CITY watchdogs have handed a record fine and life ban to the former deputy chief executive of Northern Rock – as it lifted the lid on staff manipulation of mortgage arrears figures at the lender.
David Baker was fined £504,000 by the Financial Services Authority and banned from working in any regulated activity after it found that he misled shareholders and analysts by quoting inaccurate data.
The FSA also handed a £140,000 fine to Northern Rock’s former managing credit director Richard Barclay and banned him for failing to ensure the accuracy of the figures.
Northern Rock fell into public ownership in early 2008 after it was forced to seek emergency funding from the Bank of England and suffered the first run on a UK bank for 150 years.
The FSA found that staff at the lender’s debt management unit felt “under pressure to maintain the firm’s reported arrears and property possession figures” at half of the Council of Mortgage Lender average.
To do this, the unit developed a practice of removing those loans that were subject to a possession order – but had not yet been repossessed – from both the arrears data and the possession numbers.
Another tactic to doctor the number of impaired loans “led to the mortgage arrears being misreported to be significantly less than they should have been”.
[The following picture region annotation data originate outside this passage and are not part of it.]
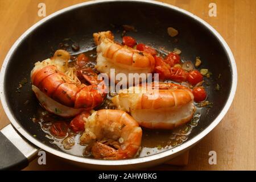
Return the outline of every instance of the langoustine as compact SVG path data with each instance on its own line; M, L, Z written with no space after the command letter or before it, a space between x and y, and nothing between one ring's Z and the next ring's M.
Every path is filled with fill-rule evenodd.
M57 50L51 59L36 63L31 73L32 89L41 105L64 117L91 110L101 104L106 96L104 81L95 81L97 74L94 75L96 78L88 80L90 85L81 83L75 68L68 66L69 59L68 52Z
M195 111L190 89L171 83L158 84L120 90L112 101L144 127L172 129L189 121Z
M132 158L139 150L142 130L126 112L102 109L83 119L85 131L80 137L80 143L91 146L94 158Z
M114 69L116 75L125 74L126 78L129 73L146 75L154 71L155 59L151 54L114 42L114 36L109 31L94 33L93 37L97 46L96 68L106 73L112 80L117 82L115 78L112 77L111 69Z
In January, 2007, Mr Baker discovered that 1,917 loans had dropped out of the figures because of the possession order manipulation.
But he not tell the firm’s chief executive, Adam Applegarth, or correct the numbers reported in the firm’s annual report.
Mr Baker said he took that decision on compassionate grounds to allow the DMU to rectify the error over a six month period because Mr Barclay had suffered serious health problems.
He said he accepted the FSA ruling with great sadness, adding: “I made an error of judgement and I regret it.”